Thanks to the rise of powerful deep learning based solutions, the interest in applying expression recognition/generation on 3D and 4D data is growing rapidly. However, with such paradigm, the variety of applications that can be designed and their effectiveness are mainly bounded by the volume and variety of available data to train the models. Thus, it is evident the importance of collecting sufficiently large and variegate datasets, which need to be designed for each specific task. The greater cost and challenges in acquiring dynamic 3D (4D) data is at the base of their limited availability. 3D data are also intrinsically more difficult to process. For example, reducing 3D scans to a same number of vertices connected by a same topology is by itself a task which is complicated to solve in general, while a dense correspondence between scans is, in the majority of cases, a prerequisite to make learning methods to work properly. In addition to being difficult to acquire, 3D data are also difficult to annotate automatically, while manual intervention is impractical and error prone for large volumes of data. A possible workaround is constituted by the creation of synthetic data. For example, this direction has been successfully taken in the case of human body, with a relevant example given by the (not public) dataset used for training the 3D position detector of the skeleton joints in the Kinect for Xbox 360 [28]. Also, if properly designed, the domain gap between real and synthetic 3D data can be made significantly small [29], reducing the performance drop that is usually observed in these cases.

In this paper, we propose the “Florence 4D Facial Expression Dataset” (Florence 4D for short), the first collection of 3D dynamic sequences of facial expressions that includes many identities and long sequences with composed expressions. The peculiar characteristics of our dataset are:

  • a large number of identities, both real and synthetic, is included, mostly balanced between male and female;

  • all the 3D models share the same number of vertices and connectivity among them, i.e., same topology:

  • large number of expressions (70 expressions in total), most of them being variations or combinations of 8 prototypical ones, so to cover a much larger spectrum;

  • expression sequences with a large variability: sequences with neutral to apex transitions, as well as with transitions between two apex expressions are included;

  • the temporal evolution of the sequences is generated with randomized velocity for improved realism.
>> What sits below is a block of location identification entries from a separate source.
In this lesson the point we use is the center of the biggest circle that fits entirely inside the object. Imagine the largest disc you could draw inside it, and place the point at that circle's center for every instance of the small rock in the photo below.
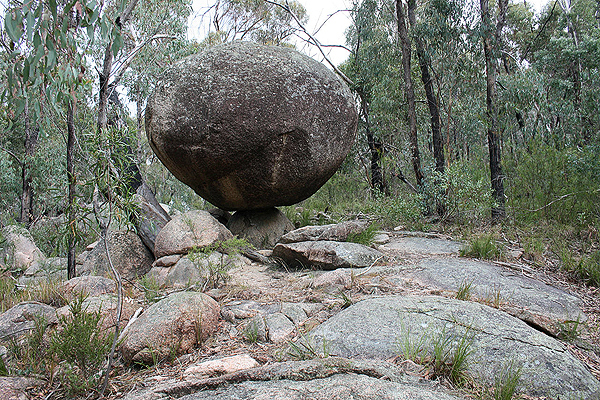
(326, 255)
(381, 238)
(337, 232)
(333, 280)
(167, 261)
(19, 250)
(175, 324)
(279, 327)
(261, 228)
(47, 270)
(255, 329)
(130, 257)
(294, 312)
(89, 285)
(225, 365)
(193, 229)
(16, 388)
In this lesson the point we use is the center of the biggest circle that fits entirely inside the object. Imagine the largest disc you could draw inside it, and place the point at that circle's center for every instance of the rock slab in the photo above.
(242, 143)
(326, 254)
(173, 326)
(261, 228)
(339, 386)
(338, 232)
(192, 229)
(536, 303)
(130, 257)
(377, 327)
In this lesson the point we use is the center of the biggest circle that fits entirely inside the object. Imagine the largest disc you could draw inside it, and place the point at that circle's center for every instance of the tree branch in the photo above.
(314, 40)
(13, 155)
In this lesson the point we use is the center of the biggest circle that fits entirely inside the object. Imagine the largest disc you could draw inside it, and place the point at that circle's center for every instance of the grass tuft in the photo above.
(483, 247)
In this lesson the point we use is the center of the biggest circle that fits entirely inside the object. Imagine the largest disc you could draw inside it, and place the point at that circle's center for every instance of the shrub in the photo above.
(81, 347)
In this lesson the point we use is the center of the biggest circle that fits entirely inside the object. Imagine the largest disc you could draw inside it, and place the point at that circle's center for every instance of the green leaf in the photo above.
(117, 44)
(38, 55)
(37, 40)
(52, 4)
(51, 60)
(26, 67)
(20, 106)
(12, 26)
(30, 25)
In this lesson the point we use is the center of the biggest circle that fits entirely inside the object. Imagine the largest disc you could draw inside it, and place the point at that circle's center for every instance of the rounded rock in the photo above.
(249, 126)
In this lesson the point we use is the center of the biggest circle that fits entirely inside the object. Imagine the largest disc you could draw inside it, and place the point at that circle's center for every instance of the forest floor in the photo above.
(264, 284)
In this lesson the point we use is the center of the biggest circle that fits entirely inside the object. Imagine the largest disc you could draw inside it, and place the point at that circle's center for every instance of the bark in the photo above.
(434, 110)
(409, 90)
(490, 46)
(152, 217)
(72, 221)
(31, 139)
(432, 100)
(376, 149)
TABLE I: Most popular HR 3D/4D facial expression datasets. Florence 4D Facial Expressions dataset is unique in providing both real and synthetic 3D models, with an unprecedented number of sequences, also including expression-to-expression transitions
Datasets #IDs Pose Expressions # sequences
FRGC v2.0 [22] 466 slight small cooperative expressions–disgust, happiness, sadness, surprise,–and large uncooperative expression, not categorized static
Bosphorus [27] 105 13 yaw and pitch systematic head rotations) neutral plus 6 basis expressions, selected AUs static
BU-3DFE [31] 100 frontal neutral plus 6 basis expressions static
Florence 2D/3D [2] 61 2 frontal plus 2 side neutral static
BU-4DFE [30] 101 frontal neutral plus 6 basis expressions 606
CoMA [25] 12 frontal 12 extreme and asymmetric expressions 144
D3DFACS [5] 10 frontal Action Units 519
VOCASET [6] 12 frontal Speech 480
Florence 4D (Ours) 95 frontal 70 expressions as variations/combinations of 8 categories: anger, fear, sadness, disgust, surprise, anticipation, trust, joy 205,200

All the above characteristics cannot be found in currently available datasets, and can likely open the way to the exploration of completely new tasks. To show that the synthetic data we have generated can effectively complement real data, we compare it with other common benchmarks of real scans in the task of landmark-based 3D face fitting.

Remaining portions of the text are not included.